At the end of April, a top official at the Clinton Foundation admitted that the organization had made multiple mistakes on its tax forms. It was an honest mistake, acting CEO Maura Pally said, and the organization would work toward refiling the forms with correct information.
However, Pally stated in a post on the Clinton Foundation website, the organization had never failed to be fully transparent about its funding sources. Despite the mistaken tax forms, she wrote, the foundation had not failed to correctly report its revenue totals. Instead, government grants were combined with other donations, a mistake. In any case, she noted, information on the foundation's grants has "always been properly listed and broken out and available for anyone to see on our audited financial statements, posted on our website."

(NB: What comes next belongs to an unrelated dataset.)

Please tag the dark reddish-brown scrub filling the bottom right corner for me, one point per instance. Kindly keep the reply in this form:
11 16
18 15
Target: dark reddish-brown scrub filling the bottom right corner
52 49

This statement might reasonably lead one to believe that the government grants were properly broken out on forms available on the Foundation's website. And yet however reasonable this belief, it does not appear to be the case. Via Reuters:
The audited financial statements, however, do not break out government grants separately, foundation officials told Reuters.
Instead, they combine them with an unspecified amount of funds from private grant-making organizations, in keeping with generally accepted accounting principles, the foundation officials said. The revenue tables in the statements do not make explicit that any revenue at all comes from governments.
A Clinton Foundation official told Reuters that Pally's statements were not in error, but may have been misinterpreted, and apologized for any confusion.
In perhaps related news, multiple recent polls have found that a majority of the public does not consider Hillary Clinton to be particularly honest or trustworthy.